The acquisition remains subject to regulatory approvals and customary closing conditions.

Backed by investment firms and consulting companies

The OpenAI Deployment Company launches with more than US $4 billion in initial investment.

The partnership includes investment firms such as TPG, Advent International, Bain Capital, Brookfield Corporation, Goldman Sachs, SoftBank Corp., and Warburg Pincus.

Consulting and systems integration firms including Bain & Company, Capgemini, and McKinsey & Company are also part of the partnership.

This matters because these firms already work with thousands of enterprises across industries. OpenAI appears to be building a channel that combines AI technology with consulting, operational redesign, and enterprise-scale execution.

Enterprise AI is moving from pilots to operations

The launch reflects a broader shift taking place across the enterprise AI market.

Over the past two years, many organizations experimented with generative AI through chatbots, coding assistants, and employee productivity tools.

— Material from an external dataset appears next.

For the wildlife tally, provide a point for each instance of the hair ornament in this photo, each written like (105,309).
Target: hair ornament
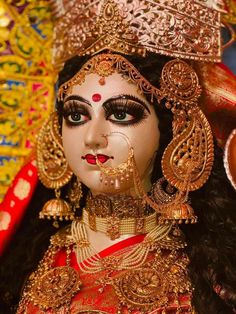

A large number of those projects stayed limited to pilots because companies struggled with governance, data access, workflow redesign, and reliability concerns.

OpenAI now wants to position itself deeper inside enterprise operations rather than only acting as a model provider.

The company says AI systems are becoming capable of handling increasingly meaningful work across organizations. The challenge now is operational deployment.

Denise Dresser, Chief Revenue Officer at OpenAI, said companies need help integrating AI systems into the infrastructure and workflows that run their businesses.

The company also says its deployment model could help customers redesign operations around AI systems that can reason, take actions, and support decision-making.

OpenAI’s larger enterprise ambition

The OpenAI Deployment Company also highlights how competition in enterprise AI is changing.

Major technology firms including Microsoft, Google, Amazon Web Services, and Anthropic are all trying to become long-term enterprise AI partners.

The next phase of competition may depend less on benchmark scores and more on who can help enterprises deploy AI systems that actually change how work gets done.

OpenAI’s latest move suggests the company sees deployment, workflow redesign, and enterprise execution as the next major battleground in AI.